The consequent platformisation of work has given rise to a new classification of labour — platform labour — falling outside of the purview of the traditional dichotomy of formal and informal labour. In an attempt to increase participation of women in the gig economy, the NITI Aayog has proposed fiscal incentives like tax breaks or startup grants for companies with about one-third of their workforce as women.

Ingredients of Better Policy:
  • Fiscal incentives:  such as tax-breaks or startup grants may be provided for businesses that provide livelihood opportunities where women constitute a substantial portion (say, 30%) of their workers. 
  • Platformisation of work and incentivising platforms: platform companies offer flexibility and choice of labour to all workers in general, and women in particular, empowering them to monetise their idle assets when and where they want — a benefit missing in traditional employment sectors — making them an attractive opportunity for women.
  • Higher share of women managers and supervisors: businesses have a higher share of women managers and supervisors in the organisation to ensure that communication to workers does not perpetuate gender stereotypes.
  • Better infrastructure and work design: To encourage more women, platforms may develop better infrastructure and work design.
  • Enhance skill development: Empowerment of women, which can to an extent be addressed by integrating life skills coaching into skilling programs, and interfacing with their families and communities to change backward mindsets - are critical aspects of helping women reach their potential.
  • Asset ownership: Ownership of assets have huge implications on the lives of women.
  • Access to digital skills and technology: The gender skill gap is vast, especially for digital skills as women continue to work in more stereotypically ‘feminised’ sectors such as beauty, retail etc. and men continue to work in mechanised, technologically advanced sectors. The lack of digital skills prevents women from entering the rapidly advancing workforce.

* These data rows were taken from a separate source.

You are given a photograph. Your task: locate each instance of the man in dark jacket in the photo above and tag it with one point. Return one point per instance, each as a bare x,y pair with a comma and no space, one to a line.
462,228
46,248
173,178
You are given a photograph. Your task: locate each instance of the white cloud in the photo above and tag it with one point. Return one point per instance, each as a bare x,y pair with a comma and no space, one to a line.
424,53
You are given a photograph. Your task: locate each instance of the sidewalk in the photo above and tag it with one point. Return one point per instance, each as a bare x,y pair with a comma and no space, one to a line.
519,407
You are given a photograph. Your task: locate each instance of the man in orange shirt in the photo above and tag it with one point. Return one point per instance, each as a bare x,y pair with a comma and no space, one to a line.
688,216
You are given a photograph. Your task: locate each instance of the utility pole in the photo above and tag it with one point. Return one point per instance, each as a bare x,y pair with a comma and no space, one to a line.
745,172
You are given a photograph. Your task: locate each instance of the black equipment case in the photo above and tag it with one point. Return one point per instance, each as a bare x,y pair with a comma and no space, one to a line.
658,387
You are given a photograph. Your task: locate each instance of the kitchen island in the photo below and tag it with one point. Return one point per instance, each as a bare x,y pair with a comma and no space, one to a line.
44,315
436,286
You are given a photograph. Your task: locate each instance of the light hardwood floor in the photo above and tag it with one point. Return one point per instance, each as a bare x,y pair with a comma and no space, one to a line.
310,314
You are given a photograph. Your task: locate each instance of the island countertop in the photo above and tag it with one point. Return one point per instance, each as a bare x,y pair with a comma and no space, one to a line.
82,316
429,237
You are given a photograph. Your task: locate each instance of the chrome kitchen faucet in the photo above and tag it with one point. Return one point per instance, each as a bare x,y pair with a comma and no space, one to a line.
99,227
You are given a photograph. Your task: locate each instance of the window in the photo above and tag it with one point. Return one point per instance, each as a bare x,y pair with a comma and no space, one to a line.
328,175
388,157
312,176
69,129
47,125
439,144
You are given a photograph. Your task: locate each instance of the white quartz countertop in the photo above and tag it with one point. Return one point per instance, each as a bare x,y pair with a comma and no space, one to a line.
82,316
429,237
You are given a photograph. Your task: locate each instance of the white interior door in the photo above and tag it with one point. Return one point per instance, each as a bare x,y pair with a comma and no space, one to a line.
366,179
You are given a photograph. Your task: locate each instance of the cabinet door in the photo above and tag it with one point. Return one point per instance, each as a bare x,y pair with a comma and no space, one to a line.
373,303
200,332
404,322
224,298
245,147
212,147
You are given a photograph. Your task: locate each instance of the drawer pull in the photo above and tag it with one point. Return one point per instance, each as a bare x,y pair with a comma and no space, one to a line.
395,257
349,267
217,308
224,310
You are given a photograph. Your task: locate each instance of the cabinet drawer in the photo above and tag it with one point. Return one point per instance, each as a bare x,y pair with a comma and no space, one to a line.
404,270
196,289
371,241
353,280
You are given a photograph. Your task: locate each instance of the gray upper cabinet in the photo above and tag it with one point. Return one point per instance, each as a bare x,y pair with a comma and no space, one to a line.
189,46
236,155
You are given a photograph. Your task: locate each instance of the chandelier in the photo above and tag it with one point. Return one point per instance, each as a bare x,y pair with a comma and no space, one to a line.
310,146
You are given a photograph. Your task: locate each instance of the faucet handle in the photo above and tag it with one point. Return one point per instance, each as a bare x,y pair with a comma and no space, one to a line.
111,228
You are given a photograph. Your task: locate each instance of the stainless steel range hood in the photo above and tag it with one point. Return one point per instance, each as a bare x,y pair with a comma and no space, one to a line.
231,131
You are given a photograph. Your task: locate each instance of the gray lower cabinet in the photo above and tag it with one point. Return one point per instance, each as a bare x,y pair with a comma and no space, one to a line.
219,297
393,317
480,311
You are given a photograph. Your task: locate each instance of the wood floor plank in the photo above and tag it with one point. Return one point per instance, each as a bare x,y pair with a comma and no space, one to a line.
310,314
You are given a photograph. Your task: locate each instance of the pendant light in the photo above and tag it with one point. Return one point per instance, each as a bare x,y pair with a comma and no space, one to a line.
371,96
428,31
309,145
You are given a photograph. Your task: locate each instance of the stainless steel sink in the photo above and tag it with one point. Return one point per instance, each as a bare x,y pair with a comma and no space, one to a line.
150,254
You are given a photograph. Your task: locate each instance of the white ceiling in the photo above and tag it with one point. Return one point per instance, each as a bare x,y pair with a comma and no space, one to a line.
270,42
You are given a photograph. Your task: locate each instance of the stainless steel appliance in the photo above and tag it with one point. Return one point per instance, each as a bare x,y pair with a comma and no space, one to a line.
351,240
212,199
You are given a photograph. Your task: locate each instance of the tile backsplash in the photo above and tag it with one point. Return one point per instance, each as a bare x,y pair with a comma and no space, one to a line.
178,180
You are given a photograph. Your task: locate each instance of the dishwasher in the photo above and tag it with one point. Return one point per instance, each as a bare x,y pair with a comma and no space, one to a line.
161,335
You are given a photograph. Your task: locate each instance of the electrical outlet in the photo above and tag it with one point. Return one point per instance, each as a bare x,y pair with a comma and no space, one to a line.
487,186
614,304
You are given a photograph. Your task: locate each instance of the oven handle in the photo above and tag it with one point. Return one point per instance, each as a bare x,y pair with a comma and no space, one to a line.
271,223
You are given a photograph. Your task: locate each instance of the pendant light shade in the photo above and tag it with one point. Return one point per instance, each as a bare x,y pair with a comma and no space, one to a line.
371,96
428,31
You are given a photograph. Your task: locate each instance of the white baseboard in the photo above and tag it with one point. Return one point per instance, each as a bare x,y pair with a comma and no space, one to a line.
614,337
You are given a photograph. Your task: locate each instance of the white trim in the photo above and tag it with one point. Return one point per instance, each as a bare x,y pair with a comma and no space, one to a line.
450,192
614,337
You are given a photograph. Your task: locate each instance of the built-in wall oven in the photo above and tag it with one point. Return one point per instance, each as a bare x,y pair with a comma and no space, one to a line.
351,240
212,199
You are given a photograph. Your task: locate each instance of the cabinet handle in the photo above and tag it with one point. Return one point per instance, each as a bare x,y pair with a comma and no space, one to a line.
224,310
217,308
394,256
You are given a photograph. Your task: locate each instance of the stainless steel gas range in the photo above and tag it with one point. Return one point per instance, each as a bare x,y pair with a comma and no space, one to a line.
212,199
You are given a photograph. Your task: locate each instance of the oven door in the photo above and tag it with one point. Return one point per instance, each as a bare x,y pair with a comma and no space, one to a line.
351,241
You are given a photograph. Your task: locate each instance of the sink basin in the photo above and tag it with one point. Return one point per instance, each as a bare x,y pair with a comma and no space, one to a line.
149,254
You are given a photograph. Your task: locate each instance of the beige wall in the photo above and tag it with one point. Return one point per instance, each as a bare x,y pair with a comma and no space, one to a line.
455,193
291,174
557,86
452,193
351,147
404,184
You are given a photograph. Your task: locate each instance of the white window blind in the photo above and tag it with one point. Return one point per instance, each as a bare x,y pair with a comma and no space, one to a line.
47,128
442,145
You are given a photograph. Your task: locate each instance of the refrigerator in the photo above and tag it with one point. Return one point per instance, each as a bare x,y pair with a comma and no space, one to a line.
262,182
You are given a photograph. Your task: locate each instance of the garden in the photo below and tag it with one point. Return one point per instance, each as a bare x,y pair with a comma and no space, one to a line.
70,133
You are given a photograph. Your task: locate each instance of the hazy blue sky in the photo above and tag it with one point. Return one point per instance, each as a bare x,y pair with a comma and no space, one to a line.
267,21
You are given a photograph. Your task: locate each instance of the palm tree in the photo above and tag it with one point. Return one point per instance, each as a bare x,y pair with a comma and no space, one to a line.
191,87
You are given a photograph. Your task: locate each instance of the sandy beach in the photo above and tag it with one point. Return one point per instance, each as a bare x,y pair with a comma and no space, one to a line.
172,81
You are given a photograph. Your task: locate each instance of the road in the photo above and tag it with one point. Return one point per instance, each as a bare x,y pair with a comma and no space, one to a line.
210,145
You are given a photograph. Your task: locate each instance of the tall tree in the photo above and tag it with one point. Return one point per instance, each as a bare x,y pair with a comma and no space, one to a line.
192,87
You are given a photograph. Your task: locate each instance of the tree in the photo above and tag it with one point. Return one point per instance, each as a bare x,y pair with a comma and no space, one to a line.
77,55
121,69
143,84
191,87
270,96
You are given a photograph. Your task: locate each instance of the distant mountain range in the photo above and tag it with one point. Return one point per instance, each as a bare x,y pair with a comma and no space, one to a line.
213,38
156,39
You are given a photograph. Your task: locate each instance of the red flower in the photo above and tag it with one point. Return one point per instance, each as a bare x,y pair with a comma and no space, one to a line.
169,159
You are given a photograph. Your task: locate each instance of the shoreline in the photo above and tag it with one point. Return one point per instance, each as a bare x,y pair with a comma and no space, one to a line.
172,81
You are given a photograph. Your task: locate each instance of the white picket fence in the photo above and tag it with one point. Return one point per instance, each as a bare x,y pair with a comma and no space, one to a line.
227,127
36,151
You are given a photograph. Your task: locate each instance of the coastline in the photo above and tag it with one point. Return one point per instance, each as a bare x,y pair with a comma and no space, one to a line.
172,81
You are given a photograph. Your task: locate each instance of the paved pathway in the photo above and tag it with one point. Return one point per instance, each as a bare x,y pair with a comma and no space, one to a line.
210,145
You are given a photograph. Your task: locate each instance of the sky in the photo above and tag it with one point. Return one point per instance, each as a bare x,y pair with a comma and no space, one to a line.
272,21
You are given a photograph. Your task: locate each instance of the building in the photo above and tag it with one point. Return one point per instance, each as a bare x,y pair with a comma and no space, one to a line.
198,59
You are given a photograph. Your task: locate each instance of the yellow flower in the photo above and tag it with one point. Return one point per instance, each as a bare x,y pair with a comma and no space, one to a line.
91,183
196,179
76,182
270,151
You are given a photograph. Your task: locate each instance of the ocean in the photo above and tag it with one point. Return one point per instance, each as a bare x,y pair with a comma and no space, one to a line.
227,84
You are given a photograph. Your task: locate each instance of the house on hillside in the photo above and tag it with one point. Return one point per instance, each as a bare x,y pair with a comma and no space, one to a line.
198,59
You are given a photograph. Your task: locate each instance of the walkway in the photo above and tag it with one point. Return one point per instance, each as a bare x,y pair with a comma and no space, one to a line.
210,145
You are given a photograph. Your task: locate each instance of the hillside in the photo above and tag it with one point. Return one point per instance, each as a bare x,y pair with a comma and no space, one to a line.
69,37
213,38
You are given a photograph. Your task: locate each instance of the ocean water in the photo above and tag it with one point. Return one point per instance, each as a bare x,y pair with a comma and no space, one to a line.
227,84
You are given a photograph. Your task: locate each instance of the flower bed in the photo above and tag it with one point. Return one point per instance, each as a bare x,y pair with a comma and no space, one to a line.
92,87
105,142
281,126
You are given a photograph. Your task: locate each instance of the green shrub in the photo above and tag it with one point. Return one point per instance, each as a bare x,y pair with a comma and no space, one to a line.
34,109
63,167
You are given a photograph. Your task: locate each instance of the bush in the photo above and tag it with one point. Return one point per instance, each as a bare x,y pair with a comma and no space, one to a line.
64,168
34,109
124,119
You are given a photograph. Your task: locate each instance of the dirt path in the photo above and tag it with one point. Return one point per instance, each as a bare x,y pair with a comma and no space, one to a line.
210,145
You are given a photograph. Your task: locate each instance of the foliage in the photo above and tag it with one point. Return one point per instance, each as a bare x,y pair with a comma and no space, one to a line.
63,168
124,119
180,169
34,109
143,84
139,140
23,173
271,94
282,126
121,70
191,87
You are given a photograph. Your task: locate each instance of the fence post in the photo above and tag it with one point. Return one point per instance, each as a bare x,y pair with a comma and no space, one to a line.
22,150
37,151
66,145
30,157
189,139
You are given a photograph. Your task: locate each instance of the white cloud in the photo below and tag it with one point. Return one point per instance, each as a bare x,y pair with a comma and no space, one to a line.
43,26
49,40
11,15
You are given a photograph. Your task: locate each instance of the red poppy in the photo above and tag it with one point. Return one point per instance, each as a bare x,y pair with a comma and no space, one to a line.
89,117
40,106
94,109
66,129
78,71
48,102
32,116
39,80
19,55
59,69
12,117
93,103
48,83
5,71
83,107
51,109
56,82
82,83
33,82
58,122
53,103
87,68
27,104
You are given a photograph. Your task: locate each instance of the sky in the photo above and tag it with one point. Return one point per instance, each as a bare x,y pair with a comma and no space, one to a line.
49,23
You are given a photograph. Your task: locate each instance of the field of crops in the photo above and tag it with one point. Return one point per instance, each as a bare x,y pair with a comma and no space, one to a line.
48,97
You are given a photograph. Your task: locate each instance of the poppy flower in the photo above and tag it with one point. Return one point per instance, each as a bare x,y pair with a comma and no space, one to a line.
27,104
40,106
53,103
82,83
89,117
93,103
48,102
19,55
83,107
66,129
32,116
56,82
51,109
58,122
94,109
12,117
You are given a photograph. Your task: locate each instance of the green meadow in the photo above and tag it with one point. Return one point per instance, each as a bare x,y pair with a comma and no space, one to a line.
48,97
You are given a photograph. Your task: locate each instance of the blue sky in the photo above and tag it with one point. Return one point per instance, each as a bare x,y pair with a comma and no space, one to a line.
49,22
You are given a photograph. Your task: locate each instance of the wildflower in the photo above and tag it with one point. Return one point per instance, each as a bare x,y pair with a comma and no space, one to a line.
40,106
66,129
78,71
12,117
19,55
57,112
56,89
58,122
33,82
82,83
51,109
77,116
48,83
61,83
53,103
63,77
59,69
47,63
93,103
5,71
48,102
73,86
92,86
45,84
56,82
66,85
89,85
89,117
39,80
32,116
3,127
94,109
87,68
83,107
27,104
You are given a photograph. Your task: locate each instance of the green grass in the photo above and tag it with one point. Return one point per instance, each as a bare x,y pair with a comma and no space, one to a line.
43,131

  • Gender sensitisation and accessibility awareness programmes: undertaking gender sensitisation and accessibility awareness programmes for workers and their families can improve female labour participation.
  • Formal credit for women: Niti Aayog added that access to institutional credit could be enhanced through financial products specifically designed for platform workers and those interested to set-up their own platforms. Special emphasis may be placed on access to formal credit for women.
The participation of women in the country’s workforce has been woefully inadequate, and this needs to change for India to reap its demographic dividend. Capacitating our women is also the key to generational social transformation.
Empowerment of women is a critical part of a nation’s development and it is a balanced equation of her education, health, employability and decision-making power. Availability of agency and removal of constraints faced by women is imperative for sustainable and equitable development of both the community as well as the nation.
India needs to adopt a gendered lens in education and skilling programs to overcome the challenges of an underrepresented section of youth in the workforce, as well as support women in securing and retaining jobs. Introducing a ‘Platform India initiative’ on the lines of the ‘Startup India initiative’ can help in improving the female workforce.